例行通知家属后,高桥就一直等待着他们苏醒,期望得到失踪案的线索。
“神谷巫女,你来了。”
高桥急忙将她迎过来。
这次高桥拜托的是神谷,毕竟总麻烦野原白往警局跑,也怪不好意思的,正好协会派了人,本着不用白不用的道理...
“抱歉,我来晚了。”
神谷稍感惭愧,她是阴阳师协会派来的巫女,按理说应该第一时间赶到现场,结果昨天玩儿手机到深夜,今早赖床,连探查房区也没跟去。
没办法,在协会的时候,作息是固定的,难得出来溜达,不熬一次夜怎么能体会东京的美好呢。
高桥朝她身后望了望,发现少了一个人,有些奇怪。
“没事,你来了就好,三葬法师呢?”
“和尚啊?他在敲木鱼呢。”
“那再等等吧...”
高桥挠挠头,都等了这么久,也不差这点儿时间。
“没关系啦,又不是驱鬼,何况我身上有祝器,一个人也能通灵。”
“还是等等吧,万一出了事,两个人也好有个照应。”
“相信我,高桥警官,我可是独当一面的巫女,通灵这种小事,绝对没问题的。”
神谷拍拍胸口保证道。
也对,是自己失礼了,神谷可是出身协会的正经巫女,本事应该不比野原白差,通灵这种小事应该没问题。
思绪划过,高桥点点头,礼貌开口。
“那就麻烦你了,稍等片刻,我去清理现场。
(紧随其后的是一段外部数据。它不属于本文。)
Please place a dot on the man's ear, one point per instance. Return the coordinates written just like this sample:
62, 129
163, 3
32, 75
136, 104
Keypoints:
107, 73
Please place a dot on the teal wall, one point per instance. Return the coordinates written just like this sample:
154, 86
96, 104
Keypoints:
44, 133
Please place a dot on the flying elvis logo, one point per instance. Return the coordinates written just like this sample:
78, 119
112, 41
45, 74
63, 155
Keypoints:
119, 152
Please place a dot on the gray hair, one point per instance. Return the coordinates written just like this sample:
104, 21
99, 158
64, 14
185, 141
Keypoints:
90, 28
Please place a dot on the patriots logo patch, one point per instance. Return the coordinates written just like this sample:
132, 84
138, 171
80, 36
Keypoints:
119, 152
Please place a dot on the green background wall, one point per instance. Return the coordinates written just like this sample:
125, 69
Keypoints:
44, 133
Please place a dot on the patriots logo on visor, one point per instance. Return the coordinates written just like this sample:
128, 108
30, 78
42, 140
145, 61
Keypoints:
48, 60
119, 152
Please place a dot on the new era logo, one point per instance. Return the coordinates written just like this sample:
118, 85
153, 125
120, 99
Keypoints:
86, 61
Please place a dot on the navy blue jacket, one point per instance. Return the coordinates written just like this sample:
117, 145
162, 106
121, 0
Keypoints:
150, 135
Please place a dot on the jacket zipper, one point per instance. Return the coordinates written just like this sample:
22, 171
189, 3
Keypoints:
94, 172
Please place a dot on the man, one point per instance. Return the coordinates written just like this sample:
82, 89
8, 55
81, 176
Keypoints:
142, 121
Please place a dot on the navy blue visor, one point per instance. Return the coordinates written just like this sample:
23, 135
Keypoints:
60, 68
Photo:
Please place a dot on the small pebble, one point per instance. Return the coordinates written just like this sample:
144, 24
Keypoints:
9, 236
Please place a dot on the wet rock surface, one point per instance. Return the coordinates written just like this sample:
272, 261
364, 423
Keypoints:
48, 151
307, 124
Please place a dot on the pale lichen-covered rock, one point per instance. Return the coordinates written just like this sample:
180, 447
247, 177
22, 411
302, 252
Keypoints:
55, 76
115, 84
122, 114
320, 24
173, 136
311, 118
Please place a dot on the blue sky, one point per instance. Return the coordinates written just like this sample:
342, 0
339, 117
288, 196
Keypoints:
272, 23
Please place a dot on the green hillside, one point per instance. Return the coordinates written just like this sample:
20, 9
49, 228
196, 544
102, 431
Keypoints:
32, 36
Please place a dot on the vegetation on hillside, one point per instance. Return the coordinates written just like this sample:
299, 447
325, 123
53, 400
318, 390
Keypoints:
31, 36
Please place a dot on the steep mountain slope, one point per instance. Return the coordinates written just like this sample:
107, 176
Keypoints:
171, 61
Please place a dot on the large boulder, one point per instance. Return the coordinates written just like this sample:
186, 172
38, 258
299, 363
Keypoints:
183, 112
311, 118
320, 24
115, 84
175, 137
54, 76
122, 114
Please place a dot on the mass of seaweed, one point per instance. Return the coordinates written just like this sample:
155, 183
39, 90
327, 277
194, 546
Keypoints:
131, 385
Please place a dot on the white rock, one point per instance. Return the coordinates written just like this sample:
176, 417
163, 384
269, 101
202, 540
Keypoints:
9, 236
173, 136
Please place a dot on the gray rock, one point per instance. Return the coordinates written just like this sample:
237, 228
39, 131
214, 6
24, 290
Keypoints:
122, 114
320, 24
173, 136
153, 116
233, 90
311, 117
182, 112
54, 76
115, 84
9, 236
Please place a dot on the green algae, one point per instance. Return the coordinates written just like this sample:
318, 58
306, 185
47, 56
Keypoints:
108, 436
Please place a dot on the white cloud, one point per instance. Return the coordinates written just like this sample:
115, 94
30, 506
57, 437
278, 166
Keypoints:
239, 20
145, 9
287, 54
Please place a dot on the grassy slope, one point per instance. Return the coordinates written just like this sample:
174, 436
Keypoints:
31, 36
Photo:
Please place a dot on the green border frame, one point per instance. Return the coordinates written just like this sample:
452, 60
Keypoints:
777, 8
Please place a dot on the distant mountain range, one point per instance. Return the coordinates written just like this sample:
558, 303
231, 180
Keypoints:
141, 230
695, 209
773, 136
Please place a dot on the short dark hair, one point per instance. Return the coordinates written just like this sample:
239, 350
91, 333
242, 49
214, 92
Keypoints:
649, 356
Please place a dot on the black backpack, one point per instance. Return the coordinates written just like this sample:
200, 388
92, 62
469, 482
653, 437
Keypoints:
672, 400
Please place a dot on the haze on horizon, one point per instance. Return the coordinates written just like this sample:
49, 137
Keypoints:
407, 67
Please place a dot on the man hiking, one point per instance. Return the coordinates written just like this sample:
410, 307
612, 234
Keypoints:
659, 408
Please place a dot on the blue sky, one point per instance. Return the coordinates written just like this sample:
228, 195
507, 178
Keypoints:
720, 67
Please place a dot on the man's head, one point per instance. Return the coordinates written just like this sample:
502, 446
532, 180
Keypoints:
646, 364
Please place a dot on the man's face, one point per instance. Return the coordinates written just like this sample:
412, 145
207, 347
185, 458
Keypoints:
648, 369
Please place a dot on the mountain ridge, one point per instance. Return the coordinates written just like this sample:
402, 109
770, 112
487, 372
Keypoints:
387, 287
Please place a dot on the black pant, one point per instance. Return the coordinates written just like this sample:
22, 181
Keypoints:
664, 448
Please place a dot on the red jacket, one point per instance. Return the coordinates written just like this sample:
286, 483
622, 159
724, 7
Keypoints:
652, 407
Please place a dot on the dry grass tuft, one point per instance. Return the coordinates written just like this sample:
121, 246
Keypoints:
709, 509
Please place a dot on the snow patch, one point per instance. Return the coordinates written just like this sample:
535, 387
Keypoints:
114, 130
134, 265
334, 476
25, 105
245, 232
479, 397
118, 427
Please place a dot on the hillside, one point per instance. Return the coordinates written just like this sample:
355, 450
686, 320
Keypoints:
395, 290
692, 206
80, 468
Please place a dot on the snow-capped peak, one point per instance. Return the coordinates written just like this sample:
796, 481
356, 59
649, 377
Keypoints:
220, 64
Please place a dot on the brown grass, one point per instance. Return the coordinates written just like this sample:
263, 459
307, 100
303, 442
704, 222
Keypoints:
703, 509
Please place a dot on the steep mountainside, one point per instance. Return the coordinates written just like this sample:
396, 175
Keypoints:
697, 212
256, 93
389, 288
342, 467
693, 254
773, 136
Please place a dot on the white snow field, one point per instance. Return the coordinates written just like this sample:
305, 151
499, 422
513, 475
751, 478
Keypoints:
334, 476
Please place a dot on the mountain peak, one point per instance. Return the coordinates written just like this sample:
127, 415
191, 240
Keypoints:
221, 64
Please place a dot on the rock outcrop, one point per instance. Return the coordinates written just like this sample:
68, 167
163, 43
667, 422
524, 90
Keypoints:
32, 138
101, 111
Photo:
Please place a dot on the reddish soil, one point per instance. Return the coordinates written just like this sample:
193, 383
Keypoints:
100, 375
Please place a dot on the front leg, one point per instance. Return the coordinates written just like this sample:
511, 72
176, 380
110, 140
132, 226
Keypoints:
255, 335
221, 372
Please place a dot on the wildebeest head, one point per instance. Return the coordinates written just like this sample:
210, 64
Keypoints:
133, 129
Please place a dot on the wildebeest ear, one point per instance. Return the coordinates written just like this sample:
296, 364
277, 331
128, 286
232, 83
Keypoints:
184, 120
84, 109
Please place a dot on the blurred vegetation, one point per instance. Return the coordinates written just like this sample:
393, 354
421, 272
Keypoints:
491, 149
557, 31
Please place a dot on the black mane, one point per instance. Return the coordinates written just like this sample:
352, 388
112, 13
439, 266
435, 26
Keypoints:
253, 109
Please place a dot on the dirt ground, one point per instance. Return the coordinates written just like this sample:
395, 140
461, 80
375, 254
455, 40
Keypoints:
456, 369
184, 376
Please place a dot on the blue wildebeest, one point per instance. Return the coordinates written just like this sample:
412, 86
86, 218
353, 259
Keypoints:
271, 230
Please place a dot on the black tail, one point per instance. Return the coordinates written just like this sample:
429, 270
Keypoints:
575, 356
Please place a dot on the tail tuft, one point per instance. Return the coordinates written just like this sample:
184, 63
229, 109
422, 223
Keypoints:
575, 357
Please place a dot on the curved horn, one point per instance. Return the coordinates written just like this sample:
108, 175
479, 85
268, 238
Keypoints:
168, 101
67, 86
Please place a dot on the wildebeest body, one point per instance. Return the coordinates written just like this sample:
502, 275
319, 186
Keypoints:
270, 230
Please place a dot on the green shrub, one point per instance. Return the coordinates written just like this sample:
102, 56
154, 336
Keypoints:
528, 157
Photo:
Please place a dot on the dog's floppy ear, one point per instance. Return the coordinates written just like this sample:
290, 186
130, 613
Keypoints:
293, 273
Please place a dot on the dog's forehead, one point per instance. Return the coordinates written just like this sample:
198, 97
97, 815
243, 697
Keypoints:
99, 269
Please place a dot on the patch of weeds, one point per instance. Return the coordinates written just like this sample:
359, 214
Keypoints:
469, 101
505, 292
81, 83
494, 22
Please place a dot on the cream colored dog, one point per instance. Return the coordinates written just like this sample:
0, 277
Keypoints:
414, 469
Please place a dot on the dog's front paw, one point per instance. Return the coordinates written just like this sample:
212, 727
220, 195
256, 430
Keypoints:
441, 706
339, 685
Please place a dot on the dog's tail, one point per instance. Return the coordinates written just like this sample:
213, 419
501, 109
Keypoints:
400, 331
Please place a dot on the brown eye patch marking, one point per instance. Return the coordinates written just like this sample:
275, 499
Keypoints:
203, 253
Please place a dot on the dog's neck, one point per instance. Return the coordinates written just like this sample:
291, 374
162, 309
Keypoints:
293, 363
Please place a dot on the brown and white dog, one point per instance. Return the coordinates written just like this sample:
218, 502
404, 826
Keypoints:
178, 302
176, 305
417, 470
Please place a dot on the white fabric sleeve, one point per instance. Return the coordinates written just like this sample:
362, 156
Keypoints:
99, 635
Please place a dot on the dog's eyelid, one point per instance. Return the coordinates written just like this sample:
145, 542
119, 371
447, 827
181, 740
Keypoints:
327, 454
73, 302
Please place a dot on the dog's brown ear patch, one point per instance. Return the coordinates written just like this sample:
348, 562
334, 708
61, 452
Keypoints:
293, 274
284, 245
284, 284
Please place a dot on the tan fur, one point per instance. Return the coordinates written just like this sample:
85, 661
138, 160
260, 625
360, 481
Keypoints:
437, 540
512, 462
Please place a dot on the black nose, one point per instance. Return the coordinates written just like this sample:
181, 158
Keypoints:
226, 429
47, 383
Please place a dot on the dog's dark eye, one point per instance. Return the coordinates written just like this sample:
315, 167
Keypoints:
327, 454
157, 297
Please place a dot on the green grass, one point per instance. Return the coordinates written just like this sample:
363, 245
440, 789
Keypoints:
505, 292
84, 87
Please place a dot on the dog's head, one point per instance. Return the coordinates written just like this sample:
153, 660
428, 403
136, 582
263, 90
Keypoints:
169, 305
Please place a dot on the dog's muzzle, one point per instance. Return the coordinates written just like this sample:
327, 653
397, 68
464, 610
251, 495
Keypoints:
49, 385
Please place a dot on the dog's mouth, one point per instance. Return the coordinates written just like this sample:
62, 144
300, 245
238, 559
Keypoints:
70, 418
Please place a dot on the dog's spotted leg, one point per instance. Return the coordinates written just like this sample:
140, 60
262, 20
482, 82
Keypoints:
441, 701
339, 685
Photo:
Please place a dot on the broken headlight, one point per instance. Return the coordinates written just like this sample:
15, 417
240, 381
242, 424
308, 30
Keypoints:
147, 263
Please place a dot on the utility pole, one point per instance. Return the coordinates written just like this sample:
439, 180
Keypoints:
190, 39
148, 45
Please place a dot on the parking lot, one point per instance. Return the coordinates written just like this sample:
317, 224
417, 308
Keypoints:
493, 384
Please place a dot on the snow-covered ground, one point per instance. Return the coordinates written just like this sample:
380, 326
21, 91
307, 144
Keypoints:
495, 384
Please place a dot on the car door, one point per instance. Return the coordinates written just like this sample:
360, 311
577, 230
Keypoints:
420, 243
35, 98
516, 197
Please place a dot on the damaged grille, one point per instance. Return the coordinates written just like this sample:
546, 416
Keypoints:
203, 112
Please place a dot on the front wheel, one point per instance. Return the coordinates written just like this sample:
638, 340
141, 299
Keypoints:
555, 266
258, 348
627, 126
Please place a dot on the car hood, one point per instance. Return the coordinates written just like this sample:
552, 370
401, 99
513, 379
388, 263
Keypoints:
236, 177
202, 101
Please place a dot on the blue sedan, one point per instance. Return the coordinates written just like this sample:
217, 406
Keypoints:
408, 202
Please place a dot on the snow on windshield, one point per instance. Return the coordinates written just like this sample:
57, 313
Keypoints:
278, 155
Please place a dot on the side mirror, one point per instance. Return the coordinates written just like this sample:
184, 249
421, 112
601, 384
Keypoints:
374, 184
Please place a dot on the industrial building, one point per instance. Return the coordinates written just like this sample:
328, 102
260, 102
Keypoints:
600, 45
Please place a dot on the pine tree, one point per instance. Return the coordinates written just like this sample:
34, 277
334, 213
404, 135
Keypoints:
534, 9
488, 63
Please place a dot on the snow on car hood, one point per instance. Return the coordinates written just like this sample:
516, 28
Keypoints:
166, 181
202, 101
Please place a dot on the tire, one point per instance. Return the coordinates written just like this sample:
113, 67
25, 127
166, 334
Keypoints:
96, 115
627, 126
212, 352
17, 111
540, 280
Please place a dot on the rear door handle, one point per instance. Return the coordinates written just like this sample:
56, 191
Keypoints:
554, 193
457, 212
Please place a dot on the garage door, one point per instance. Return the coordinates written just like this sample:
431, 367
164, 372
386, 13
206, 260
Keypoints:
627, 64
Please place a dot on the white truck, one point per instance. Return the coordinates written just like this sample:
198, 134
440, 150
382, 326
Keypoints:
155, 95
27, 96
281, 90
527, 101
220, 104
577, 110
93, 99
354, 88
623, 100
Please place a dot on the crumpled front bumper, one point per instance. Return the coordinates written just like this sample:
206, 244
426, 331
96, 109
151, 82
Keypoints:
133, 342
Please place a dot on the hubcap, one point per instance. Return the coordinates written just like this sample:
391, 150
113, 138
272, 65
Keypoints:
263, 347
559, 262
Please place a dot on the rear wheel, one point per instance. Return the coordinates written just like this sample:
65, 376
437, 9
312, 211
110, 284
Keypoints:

”
说着高桥走进房间,将日向诚引到门外后,给神谷留下操作空间...
房门关上,神谷咽了口唾沫,兴奋地搓搓手。
她还是第一次独自行动,不免有些紧张,这可是难得的历练机会!
出身大神社的神谷,从小认真刻苦,深受长辈喜爱。
然而,正因为受宠,长辈有些过渡溺爱她了。
以致于每次分配给她的任务,都有强大阴阳师带队,她只能做打杂的助手角色。
好在这次担当领队的平野神官,因为事情耽误,要迟一周。
在这段时间,她就是这次治退的主导人。
今天她就要证明,自己是独当一面的巫女!
神谷对自己还是很自信的,她年纪轻轻就能修到3段,而且还能同时操控三件祝器,就算称之为天才也不为过。
现在...终于有她表现得机会了!
神谷面带微笑,默念着通灵咒,周围渐渐飘出灵光,将她缓缓包裹。
通过灵觉,她能看到日向明身上萦绕着屡屡灰线,这大概是鬼怪的怨念。
找到了!
接着,她的灵觉飘出,附着到日向明身上,感受着残留在他身上的怨念。
慢慢的,她的意识顺着灰线,沉入黑暗...
“啊!”
尖叫声响起,高桥猛地推开房门,看到了瘫倒在地的神谷。
“神谷巫女,你怎么了?”
高桥急忙靠近,试图将她扶起。
但神谷像是失了智般,浑身颤抖,嘴里念念叨叨着。
“好...好可怕!嘤嘤嘤。”
说着她眼泪大颗大颗往下掉,嘤嘤地哭着。
刚才神谷通灵时,仗着自己有祝器,针魁只是3阶恶灵,就放松了警惕,毕竟3阶恶灵在通灵中奈何不了她。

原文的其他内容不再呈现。